The Company has reserved all rights in connection with the May 8, 2025 private placement and, following the completion of the Placing, it has determined that it will not be pursuing litigation at this time.

Updated Guidance

On August 14, 2025, the Company announced its revised 2025 operational and financial guidance. Following the incorporation of the Central block assets and the development activities at Cascadura reported on September 29, 2025, Touchstone provides the following updates to the Revised Guidance.

·      Average daily production: Primarily as a result of the Cascadura-5 well expected to be brought onstream in November 2025 and initial production from the Cascadura-4ST2X well now anticipated in 2026, the Company expects 2025 daily average production of 4,700 to 5,300 boe/d. This represents a decrease of approximately 600 boe/d (11 percent) compared to the 5,600 boe/d midpoint previously estimated in the Revised Guidance.

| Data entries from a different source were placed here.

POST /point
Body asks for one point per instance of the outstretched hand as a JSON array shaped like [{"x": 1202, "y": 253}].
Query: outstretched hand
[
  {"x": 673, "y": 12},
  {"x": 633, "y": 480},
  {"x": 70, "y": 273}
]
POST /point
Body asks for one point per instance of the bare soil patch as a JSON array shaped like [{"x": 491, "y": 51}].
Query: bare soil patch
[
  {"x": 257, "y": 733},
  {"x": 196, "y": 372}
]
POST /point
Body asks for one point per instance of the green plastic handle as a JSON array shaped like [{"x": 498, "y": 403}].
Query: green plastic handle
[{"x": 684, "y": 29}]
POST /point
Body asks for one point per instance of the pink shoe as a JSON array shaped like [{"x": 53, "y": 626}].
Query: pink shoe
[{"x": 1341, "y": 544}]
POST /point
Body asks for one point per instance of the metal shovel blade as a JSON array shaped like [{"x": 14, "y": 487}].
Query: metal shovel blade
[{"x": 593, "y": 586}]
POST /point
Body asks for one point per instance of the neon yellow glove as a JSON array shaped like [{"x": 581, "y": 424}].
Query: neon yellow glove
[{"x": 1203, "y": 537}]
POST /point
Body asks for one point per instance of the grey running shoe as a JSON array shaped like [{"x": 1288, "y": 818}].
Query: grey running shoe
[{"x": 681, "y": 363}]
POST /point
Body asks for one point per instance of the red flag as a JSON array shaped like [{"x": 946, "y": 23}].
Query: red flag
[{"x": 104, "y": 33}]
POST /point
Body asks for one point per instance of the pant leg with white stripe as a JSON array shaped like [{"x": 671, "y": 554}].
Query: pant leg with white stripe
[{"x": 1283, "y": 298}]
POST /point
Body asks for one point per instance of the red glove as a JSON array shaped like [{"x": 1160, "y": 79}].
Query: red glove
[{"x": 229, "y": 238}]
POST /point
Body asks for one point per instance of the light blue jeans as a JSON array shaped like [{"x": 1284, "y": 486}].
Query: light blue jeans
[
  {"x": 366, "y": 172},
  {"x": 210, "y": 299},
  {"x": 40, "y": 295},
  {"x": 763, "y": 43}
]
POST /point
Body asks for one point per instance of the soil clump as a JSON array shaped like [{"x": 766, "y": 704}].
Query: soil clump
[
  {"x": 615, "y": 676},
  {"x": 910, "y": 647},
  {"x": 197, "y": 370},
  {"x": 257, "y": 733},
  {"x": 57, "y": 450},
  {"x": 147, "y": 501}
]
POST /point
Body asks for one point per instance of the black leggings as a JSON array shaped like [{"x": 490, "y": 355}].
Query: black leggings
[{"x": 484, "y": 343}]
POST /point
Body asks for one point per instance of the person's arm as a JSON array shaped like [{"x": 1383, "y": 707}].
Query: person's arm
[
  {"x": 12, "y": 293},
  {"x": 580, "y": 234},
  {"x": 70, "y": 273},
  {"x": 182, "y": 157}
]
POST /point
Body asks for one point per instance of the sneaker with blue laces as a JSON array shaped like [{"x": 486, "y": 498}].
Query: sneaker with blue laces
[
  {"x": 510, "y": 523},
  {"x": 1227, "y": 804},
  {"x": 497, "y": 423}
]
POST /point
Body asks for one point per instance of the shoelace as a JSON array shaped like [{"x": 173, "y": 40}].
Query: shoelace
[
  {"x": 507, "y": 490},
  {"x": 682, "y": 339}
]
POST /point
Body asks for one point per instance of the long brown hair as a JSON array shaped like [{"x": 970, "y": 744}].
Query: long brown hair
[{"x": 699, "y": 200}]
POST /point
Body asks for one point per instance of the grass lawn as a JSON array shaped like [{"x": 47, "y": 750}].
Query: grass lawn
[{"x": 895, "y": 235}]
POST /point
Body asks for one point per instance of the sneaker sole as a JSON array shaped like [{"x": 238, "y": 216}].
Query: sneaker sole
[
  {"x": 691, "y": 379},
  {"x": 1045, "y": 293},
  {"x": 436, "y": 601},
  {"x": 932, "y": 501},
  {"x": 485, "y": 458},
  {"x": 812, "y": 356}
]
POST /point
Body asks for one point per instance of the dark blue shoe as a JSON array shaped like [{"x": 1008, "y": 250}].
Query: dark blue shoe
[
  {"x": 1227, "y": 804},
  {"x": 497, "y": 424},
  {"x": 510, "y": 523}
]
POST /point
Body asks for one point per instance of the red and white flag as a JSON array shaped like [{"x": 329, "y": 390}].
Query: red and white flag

·      Funds flow from operations: Updated guidance forecasts funds flow from operations of approximately $6 million, compared to $11 million in the Revised Guidance. The change in estimated Cascadura development well online dates noted above primarily resulted in the $5 million (45 percent) decrease from the prior estimate.

·      Capital expenditures: Based on the anticipated reduction in funds flow from operations, the Company has elected to defer the drilling of two WD-8 crude oil development wells. This results in a $3 million decrease in capital spending, partially offset by a $1 million increase in Cascadura-4ST2X costs, for total estimated 2025 capital expenditures of $26 million, representing a $2 million reduction from the $28 million contemplated in the Revised Guidance.

·      Net debt: Reflecting the anticipated decrease in funds flow from operations and the revised capital program, Touchstone expects to exit 2025 with net debt of approximately $65 million, representing an increase of $1 million (2 percent) from the $64 million disclosed in the Revised Guidance.

For further details regarding the Company’s Revised Guidance and the related advisories (which are incorporated by reference herein), please refer to the Company’s news release dated August 14, 2025 titled “Touchstone Exploration Announces Second Quarter 2025 Results“, available on the Company’s profile on www.sedarplus.ca and on its website at www.touchstoneexploration.com.